The Bombay high court on Monday refused to stay the admission process of Masters of Business Management (MBA) course admissions for 2023-24 conducted by the Maharashtra State Common Entrance Test (CET) cell, however said that the admission will be subject to final outcome of a petition challenging the re-test for selective students.
A division bench of Justices Gautam Patel and Neela Gokhale was hearing a petition filed by Jay Rikame and 156 other students, who had appeared for the CET, through their advocate Satish talekar.
The bench has asked the CET cell to file its reply by July 7 and the petitioners have been directed to file their rejoinder (affidavit in reply to MH-CET reply). The HC has kept the petition for hearing on July 10.
The petitioner students sought quashing of the admission process and CET results alleging that the entrance exam was held in an arbitrary manner which affected several students.
During the hearing on Monday, Advocate General Birendra Saraf informed the HC that due to technical glitches during the entrance test of the first batch, they provided an option for a retest and several students opted for the same. He pointed out that some of the petitioners had appeared for the retest. He alleged that they waited for the results, and since it was not in their favour, they moved the court.

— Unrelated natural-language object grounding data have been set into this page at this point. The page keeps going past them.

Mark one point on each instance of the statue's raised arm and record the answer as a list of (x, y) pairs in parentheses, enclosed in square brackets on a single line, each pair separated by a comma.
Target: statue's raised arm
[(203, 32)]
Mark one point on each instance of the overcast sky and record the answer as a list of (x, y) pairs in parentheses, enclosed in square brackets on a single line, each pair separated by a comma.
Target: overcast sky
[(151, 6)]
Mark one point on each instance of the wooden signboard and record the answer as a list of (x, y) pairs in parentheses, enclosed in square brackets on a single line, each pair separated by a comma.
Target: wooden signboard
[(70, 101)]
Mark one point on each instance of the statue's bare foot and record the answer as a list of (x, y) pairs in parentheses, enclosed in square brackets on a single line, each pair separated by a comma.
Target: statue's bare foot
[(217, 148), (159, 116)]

The CET cell conducts the test in four batches with 30,000 students in each batch. The question papers are different for each batch. And results are declared in percentile, which is different for each batch.

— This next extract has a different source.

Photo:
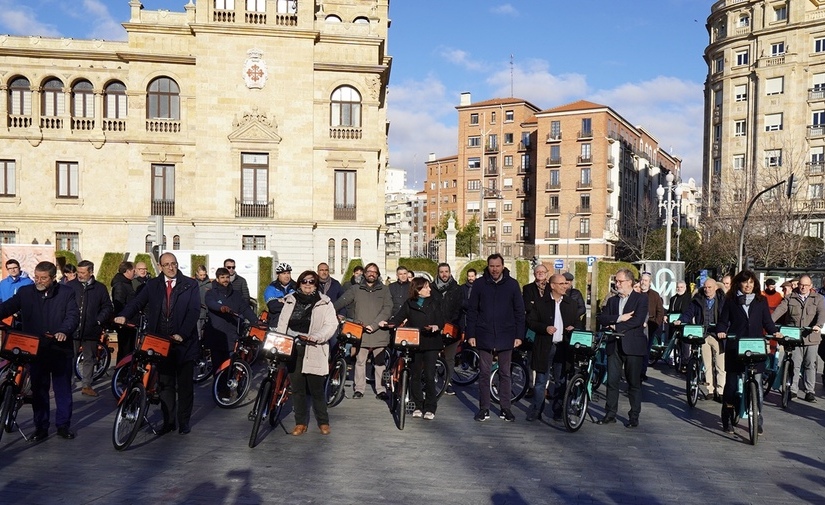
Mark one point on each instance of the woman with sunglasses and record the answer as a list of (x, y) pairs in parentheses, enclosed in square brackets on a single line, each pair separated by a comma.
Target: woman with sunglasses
[(309, 313), (422, 311)]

However, Talekar countered saying that as per the rules the number of students have to be the same in each batch. However, in the retest, which is considered as the fifth batch, there were approximately 11,000 students. Because of this selective retest there has been an unequal distribution of students in five slots. As a result, the students who are otherwise meritorious, are lagging in the merit list. Further, normalisation of marks cannot be done, said Talekar.
Saraf pointed out that some students had approached the HC in April after the entrance test seeking retest due to technical glitches. The cell had then made a statement that it will conduct a retest, which again is being challenged by some students. Following CET cell’s statement, the HC had disposed of that petition.
Talekar argued that when the CET cell said that it will conduct a retest, it was understood to be retest for all the students and not for a selective few.
"The CET Cell did not honour its statement that a fresh CET is being conducted, made before this Hon’ble Court in the earlier round of litigation, particularly when the earlier petition was disposed off in light of such statement. As a result the very objective behind approaching this Hon’ble court stood frustrated," the petition read.